Dr. Christian Thomas Jirik

SP Page Builder 6 days ago

What the hell is up with your latest release 6.6.2??

2026-07-08 09:36:12 sppagebuilder-uploadicon 2a00:1128:0:157::6 /index.php?option=com_sppagebuilder&task=asset.uploadCustomIcon blocked 2026-07-08 06:49:32 sppagebuilder-uploadicon 15.157.227.105 /index.php?option=com_sppagebuilder&task=asset.uploadCustomIcon blocked 2026-07-08 06:01:53 helix3-comajax 144.225.204.250 /index.php?option=com_ajax&plugin=helix3&format=json blocked 2026-07-08 04:57:43 sppagebuilder-uploadicon 172.104.42.77 /index.php?option=com_sppagebuilder&task=asset.uploadCustomIcon blocked 2026-07-08 04:57:42 sppagebuilder-uploadicon 172.104.42.77 /index.php?option=com_sppagebuilder&task=asset.uploadCustomIcon blocked 2026-07-08 04:57:40 sppagebuilder-uploadicon 172.104.42.77 /index.php?option=com_sppagebuilder&task=asset.uploadCustomIcon blocked 2026-07-08 04:57:37 sppagebuilder-uploadicon 172.104.42.77 /index.php?option=com_sppagebuilder&task=asset.uploadCustomIcon blocked 2026-07-08 04:57:36 sppagebuilder-uploadicon 172.104.42.77 /index.php?option=com_sppagebuilder&task=asset.uploadCustomIcon blocked 2026-07-08 04:57:34 sppagebuilder-uploadicon 172.104.42.77 /index.php?option=com_sppagebuilder&task=asset.uploadCustomIcon blocked 2026-07-08 04:57:33 sppagebuilder-uploadicon 172.104.42.77 /index.php?option=com_sppagebuilder&task=asset.uploadCustomIcon blocked 2026-07-08 04:57:30 sppagebuilder-uploadicon 172.104.42.77 /index.php?option=com_sppagebuilder&task=asset.uploadCustomIcon blocked 2026-07-08 04:57:28 sppagebuilder-uploadicon 172.104.42.77 /index.php?option=com_sppagebuilder&task=asset.uploadCustomIcon blocked 2026-07-08 04:57:26 sppagebuilder-uploadicon 172.104.42.77 /index.php?option=com_sppagebuilder&task=asset.uploadCustomIcon blocked 2026-07-08 04:57:25 sppagebuilder-uploadicon 172.104.42.77 /index.php?option=com_sppagebuilder&task=asset.uploadCustomIcon blocked 2026-07-08 04:57:23 sppagebuilder-uploadicon 172.104.42.77 /index.php?option=com_sppagebuilder&task=asset.uploadCustomIcon blocked 2026-07-08 04:25:31 upload-executable 23.26.49.110 /index.php?option=com_jce blocked 2026-07-08 04:25:26 upload-executable 23.26.49.110 /index.php?option=com_jce blocked 2026-07-08 04:25:22 upload-executable 23.26.49.110 /index.php?option=com_jce blocked 2026-07-08 04:25:10 sppagebuilder-uploadicon 2a03:4000:0:3ee:6832:ecff:fed9:6bb4 /index.php?option=com_sppagebuilder&task=asset.uploadCustomIcon blocked 2026-07-08 04:01:43 sppagebuilder-uploadicon 103.164.183.122 /index.php?option=com_sppagebuilder&task=asset.uploadCustomIcon blocked

0
3 Answers
Atick Eashrak Shuvo
Atick Eashrak Shuvo
Accepted Answer
Support Agent 6 days ago #228027

Hello,

We understand your concern. However, the log entries you're seeing do not indicate that SP Page Builder 6.6.2 is causing these attacks.

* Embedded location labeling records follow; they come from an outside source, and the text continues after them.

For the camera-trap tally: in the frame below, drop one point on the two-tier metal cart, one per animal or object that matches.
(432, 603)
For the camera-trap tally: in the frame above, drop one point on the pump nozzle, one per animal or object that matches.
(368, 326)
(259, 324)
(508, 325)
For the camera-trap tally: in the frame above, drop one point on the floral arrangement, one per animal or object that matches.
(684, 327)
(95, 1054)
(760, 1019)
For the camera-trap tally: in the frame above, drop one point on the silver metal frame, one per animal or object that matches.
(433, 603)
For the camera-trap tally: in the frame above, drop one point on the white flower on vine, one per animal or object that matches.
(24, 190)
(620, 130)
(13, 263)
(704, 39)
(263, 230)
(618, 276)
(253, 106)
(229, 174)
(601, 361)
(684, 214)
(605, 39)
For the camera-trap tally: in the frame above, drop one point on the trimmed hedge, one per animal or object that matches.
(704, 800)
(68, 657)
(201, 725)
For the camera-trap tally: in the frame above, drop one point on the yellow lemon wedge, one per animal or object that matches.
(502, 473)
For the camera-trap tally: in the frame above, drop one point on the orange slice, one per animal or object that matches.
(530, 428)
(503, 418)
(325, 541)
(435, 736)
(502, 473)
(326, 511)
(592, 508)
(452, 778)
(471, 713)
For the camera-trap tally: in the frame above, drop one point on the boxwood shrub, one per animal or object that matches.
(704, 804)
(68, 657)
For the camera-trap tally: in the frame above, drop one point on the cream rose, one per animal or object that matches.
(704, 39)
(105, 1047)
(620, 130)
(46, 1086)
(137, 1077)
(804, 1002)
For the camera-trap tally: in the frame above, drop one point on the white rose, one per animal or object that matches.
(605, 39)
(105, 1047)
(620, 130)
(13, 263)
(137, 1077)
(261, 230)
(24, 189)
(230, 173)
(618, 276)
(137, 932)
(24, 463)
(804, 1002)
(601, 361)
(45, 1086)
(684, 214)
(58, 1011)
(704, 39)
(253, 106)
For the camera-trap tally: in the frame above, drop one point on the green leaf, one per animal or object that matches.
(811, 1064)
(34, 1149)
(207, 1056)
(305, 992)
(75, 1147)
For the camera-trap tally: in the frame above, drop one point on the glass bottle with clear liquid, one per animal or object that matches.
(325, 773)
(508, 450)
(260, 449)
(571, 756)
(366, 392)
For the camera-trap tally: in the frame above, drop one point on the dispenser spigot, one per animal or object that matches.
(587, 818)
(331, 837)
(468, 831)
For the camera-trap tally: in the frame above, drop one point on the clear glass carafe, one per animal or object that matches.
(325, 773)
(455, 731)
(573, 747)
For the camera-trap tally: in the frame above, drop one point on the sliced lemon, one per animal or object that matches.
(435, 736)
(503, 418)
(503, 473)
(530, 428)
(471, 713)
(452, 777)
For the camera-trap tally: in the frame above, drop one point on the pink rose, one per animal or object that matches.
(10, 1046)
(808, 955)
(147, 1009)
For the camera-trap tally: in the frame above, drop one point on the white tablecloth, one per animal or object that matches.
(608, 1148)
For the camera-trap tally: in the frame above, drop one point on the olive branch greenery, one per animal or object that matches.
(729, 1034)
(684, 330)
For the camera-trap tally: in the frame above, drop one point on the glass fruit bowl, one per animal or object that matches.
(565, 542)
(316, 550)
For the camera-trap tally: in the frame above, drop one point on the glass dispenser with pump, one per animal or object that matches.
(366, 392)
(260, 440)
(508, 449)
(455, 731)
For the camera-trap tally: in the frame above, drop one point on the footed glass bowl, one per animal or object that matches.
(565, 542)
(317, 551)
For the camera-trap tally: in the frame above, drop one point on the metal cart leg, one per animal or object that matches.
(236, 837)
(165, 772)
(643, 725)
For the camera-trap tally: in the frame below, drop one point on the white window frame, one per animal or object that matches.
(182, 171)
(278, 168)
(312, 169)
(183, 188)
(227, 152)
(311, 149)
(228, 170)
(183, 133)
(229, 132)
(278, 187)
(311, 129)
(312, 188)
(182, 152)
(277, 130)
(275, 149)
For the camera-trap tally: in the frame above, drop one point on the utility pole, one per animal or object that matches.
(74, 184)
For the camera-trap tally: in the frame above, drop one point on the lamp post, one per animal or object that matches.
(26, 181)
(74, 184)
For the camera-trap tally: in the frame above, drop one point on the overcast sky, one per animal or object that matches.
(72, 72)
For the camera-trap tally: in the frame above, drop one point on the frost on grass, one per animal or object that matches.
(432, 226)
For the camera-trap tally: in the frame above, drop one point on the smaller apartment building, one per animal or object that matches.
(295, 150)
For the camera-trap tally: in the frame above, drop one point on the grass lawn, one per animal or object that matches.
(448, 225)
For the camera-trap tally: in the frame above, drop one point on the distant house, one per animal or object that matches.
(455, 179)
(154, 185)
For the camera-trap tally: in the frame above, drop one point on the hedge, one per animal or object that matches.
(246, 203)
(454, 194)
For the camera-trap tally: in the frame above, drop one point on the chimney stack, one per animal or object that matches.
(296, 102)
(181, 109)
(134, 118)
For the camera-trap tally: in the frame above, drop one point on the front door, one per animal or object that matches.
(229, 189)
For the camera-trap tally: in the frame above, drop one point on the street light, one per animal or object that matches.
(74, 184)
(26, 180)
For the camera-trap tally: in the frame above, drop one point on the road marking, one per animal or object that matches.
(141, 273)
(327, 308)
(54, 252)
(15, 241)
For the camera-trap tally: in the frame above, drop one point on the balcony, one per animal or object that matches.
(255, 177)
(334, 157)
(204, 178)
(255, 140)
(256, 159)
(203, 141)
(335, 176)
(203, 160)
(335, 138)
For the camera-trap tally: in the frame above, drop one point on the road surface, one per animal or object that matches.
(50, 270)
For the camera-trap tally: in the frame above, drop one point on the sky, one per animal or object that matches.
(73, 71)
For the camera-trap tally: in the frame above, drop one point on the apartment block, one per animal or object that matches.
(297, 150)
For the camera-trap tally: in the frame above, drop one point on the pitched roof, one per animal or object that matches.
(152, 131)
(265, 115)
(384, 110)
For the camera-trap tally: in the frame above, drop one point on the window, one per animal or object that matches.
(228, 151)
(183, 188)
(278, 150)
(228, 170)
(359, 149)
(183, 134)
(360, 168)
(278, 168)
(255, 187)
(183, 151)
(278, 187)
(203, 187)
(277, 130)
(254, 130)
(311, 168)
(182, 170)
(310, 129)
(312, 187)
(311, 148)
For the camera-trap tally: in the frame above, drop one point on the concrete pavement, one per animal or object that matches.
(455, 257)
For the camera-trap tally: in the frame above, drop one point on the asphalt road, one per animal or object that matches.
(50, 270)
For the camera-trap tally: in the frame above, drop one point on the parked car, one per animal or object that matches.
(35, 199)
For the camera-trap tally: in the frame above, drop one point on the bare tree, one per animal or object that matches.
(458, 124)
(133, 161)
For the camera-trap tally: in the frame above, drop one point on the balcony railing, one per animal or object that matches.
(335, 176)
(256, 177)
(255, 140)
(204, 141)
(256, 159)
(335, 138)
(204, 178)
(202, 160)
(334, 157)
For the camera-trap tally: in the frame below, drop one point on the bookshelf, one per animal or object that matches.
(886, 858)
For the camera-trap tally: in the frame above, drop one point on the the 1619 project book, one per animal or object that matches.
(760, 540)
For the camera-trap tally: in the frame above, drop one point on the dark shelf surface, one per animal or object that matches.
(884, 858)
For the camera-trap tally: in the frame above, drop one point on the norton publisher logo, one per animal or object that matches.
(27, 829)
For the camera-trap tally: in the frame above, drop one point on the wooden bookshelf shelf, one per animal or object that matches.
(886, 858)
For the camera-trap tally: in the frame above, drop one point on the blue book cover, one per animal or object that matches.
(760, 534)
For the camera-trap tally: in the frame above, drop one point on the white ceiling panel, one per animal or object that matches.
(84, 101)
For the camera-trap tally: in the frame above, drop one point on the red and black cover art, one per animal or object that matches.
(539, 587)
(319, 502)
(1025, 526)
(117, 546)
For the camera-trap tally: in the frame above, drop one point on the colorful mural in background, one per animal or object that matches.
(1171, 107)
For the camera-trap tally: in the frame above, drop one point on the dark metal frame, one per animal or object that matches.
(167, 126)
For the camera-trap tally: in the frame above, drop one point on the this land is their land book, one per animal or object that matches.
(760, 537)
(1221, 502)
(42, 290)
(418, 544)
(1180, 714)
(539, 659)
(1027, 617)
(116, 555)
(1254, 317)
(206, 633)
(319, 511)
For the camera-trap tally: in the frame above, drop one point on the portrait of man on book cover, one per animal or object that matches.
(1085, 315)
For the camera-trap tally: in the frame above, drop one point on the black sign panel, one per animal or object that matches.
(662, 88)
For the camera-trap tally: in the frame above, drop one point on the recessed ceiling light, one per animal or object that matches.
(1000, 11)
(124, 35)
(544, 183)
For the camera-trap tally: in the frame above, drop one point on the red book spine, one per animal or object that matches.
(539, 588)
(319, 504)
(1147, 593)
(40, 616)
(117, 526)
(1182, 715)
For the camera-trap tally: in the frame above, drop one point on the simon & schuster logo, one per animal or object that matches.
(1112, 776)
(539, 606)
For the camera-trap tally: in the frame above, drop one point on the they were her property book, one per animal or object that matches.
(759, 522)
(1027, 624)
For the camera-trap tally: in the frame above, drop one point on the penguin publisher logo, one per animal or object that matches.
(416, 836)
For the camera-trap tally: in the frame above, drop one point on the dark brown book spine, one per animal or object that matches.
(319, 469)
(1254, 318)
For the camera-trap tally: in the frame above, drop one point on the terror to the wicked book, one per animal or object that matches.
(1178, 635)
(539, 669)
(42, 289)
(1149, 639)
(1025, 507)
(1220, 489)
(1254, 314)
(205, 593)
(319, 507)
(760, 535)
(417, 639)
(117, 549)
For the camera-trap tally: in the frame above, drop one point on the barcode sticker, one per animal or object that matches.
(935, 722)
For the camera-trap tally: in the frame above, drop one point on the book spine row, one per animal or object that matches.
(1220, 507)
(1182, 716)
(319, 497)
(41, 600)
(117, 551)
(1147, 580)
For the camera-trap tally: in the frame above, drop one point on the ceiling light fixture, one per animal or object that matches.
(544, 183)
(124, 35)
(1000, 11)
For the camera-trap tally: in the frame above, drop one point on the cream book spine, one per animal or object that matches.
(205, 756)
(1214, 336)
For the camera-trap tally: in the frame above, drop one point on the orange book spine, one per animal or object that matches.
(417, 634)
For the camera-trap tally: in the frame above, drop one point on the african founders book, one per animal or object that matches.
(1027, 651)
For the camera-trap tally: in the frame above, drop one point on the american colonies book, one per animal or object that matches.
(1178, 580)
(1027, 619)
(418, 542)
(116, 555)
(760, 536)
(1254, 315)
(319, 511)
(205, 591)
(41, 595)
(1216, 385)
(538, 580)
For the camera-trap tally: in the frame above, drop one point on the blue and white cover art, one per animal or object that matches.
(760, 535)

The requests shown in your logs are automated attempts from bots scanning the internet for known endpoints, such as:

  • com_sppagebuilder&task=asset.uploadCustomIcon
  • com_ajax&plugin=helix3
  • com_jce

These scans are common and occur regardless of whether a site is vulnerable or fully up to date. The important point is that your security solution is reporting them as blocked, which means the attacks were prevented successfully.

Please make sure you have installed the latest versions of both SP Page Builder and Helix3, as they contain the necessary security fixes for the recently disclosed vulnerabilities.

Please also note that the com_jce requests are not related to JoomShaper. They are targeting the JCE extension and are unrelated to SP Page Builder or Helix3.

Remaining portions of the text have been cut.